Болдырев отвечал холодно и сухо:
- Обстановка сложная. А для меня, должен сказать, и вовсе неприемлемая.
Колчак не понял:
- Что значит - неприемлемая?
- А это значит, что при создавшейся обстановке не вижу дальнейшей возможности оставаться в Сибири…
- Как? Вы отказываетесь остаться в войсках? Но это же, генерал, это… - не находил слов Колчак. Лицо его слегка побледнело и вытянулось, крупный с горбинкой нос казался еще длиннее. - Не вынуждайте меня, Василий Георгиевич, ставить вас на одну доску с атаманом Семеновым… - мягко предупредил, поднимаясь из-за стола. - Вы меня удивляете.
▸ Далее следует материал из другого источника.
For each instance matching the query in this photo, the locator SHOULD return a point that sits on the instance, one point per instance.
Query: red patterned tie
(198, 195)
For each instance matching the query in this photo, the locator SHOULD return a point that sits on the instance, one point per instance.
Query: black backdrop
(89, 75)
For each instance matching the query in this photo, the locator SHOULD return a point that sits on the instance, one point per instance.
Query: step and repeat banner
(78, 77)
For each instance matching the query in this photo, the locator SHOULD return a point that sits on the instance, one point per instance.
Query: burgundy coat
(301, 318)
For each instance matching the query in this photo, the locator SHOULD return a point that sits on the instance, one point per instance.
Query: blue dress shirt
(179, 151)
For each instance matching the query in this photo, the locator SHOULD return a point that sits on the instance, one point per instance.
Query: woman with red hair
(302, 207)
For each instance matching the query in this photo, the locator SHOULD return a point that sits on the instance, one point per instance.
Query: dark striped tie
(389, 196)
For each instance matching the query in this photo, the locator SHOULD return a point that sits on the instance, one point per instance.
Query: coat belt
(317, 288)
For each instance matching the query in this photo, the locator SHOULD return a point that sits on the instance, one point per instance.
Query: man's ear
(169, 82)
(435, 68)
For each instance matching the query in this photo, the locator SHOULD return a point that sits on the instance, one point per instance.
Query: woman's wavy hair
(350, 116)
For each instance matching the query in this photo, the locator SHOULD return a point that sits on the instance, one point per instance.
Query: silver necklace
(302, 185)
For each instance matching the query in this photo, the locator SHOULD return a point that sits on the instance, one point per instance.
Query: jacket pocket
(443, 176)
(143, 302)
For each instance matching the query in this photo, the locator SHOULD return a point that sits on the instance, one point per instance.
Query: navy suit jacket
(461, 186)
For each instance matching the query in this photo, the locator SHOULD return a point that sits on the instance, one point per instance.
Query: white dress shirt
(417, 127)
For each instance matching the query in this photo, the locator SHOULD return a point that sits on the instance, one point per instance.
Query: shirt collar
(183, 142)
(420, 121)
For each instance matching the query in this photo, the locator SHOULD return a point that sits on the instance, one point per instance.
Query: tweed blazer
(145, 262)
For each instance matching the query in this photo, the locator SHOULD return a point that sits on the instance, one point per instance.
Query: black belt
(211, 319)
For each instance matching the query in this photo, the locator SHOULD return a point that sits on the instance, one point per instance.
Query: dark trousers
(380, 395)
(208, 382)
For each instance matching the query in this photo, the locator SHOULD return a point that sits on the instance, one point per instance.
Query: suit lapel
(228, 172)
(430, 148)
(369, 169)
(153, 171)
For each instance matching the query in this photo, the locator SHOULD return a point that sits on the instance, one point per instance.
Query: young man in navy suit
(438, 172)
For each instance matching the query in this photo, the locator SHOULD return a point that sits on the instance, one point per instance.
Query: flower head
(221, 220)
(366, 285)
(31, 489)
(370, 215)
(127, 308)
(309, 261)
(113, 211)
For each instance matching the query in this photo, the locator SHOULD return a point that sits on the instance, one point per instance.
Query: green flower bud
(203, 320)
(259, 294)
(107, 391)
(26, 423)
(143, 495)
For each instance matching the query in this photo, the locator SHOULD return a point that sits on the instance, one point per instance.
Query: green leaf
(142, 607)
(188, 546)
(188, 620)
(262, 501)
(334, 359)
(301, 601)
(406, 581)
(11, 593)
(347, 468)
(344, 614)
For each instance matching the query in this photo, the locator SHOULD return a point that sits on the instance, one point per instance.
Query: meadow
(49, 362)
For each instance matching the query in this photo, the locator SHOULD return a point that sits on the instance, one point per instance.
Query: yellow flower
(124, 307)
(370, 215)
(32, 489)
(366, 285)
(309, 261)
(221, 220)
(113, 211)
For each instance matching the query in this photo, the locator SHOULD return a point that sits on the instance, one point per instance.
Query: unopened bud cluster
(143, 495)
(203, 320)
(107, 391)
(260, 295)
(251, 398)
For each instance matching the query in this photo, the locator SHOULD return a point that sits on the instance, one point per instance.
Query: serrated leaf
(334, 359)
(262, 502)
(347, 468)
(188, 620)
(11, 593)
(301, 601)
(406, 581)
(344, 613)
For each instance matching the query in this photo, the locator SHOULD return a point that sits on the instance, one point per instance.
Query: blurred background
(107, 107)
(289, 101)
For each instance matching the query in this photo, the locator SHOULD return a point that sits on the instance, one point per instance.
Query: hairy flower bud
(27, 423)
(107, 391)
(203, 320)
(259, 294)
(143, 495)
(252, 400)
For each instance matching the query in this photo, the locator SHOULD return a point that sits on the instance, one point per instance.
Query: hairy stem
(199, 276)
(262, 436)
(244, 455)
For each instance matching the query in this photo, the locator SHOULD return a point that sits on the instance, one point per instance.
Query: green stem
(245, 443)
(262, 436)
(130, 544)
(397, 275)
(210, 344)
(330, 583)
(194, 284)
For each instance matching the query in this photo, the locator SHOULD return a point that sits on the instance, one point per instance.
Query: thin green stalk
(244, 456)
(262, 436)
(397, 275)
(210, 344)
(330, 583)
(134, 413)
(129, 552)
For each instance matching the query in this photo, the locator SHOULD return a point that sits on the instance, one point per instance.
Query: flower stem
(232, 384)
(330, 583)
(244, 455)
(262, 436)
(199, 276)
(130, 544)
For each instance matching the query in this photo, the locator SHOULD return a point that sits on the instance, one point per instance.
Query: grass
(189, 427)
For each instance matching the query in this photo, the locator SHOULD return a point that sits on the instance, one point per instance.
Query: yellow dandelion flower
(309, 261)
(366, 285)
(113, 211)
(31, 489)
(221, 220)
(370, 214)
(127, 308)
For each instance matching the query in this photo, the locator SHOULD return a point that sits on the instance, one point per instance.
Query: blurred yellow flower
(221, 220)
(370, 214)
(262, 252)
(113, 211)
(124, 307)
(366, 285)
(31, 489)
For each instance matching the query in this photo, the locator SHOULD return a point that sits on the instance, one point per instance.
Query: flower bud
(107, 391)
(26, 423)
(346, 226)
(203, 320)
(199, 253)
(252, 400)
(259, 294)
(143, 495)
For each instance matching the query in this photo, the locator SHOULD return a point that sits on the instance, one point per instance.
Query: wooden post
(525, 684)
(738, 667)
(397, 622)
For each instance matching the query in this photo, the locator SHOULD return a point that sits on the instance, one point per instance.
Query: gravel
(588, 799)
- Простите, но я член Директории, которая незаконно упразднена… Как прикажете мне вести себя?
- Незаконно? - усмехнулся Колчак, быстро прошелся по ковровой дорожке от стола к двери и обратно, жестко переспросил: - Незаконно, говорите? А по каким законам действовала Директория, доведя страну до ручки? До ручки, генерал! А вы решили ее оплакивать. Обидно и очень жаль, Василий Георгиевич, что и вы поддались партийному влиянию. - Он помедлил секунду и прибавил: - А вот генералы Деникин и Юденич, в отличие… от атамана Семенова, ставят освобождение России выше мелкопартийных интересов…
- Мое решение ничего общего с отказом Семенова признать вашу диктатуру не имеет. Ничего общего!
- Спасибо и на том, генерал, - помрачнел Колчак. - Семенова же, как вы знаете, я объявил изменником Родины. Надеюсь, мой приказ известен каждому солдату?
- Да, с приказом номер шестьдесят я знаком, - сказал Болдырев и только сейчас заметил на плечах Колчака новые адмиральские погоны. "Ну вот, - подумал с горечью, - о своих приказах пекутся, а мой приказ о порядке присвоения воинских званий обошли или вовсе отменили". - Что касается России, она мне дорога не меньше, чем Деникину, - обиженно добавил Болдырев и встал, готовый откланяться.
- Тем более! - воскликнул Колчак. - Тем более, Василий Георгиевич, вы не имеете права в такие минуты оставлять войска. Подумайте хорошенько.
- Все уже продумано. Решение мое твердо.
- Ну что ж… - Колчак проводил его до двери, особенно и не пытаясь уговаривать. - И куда же вы теперь, генерал?
Болдырев еще раз окинул взглядом кабинет верховного правителя, довольно тесный и неуютный, с письменным столом, парой кресел и дюжиной стульев вдоль стен; узкая солдатская кровать, стоявшая в углу, казалась тут неуместной: должно быть, адмирал с некоторых пор опасался ночевать дома, в своей квартире… "Флагманская каюта, - усмехнулся про себя Болдырев, вспомнив отпущенную кем-то колкость в адрес новоявленного правителя. - Уметь управлять кораблем - это еще не значит уметь управлять Россией. Господи, чем же все это кончится?"
Болдырев прямо и твердо посмотрел на адмирала и несколько запоздало ответил:
- Поеду пока во Владивосток. А позже, наверное, в Шанхай.
- Зачем вам Шанхай? Мне думается, в Японии вам будет лучше.
- Благодарю, я подумаю. Колчак протянул ему руку:
- И не держите на меня зла, Василий Георгиевич. Мы люди военные, и у нас единственный вексель за душой - наша любовь к Отечеству.
- Простите, адмирал, но сегодня вы подписали чужой вексель, - сухо сказал Болдырев. - К тому же, как мне кажется, фальшивый. Честь имею!
Они расстались холодно-вежливо. И навсегда.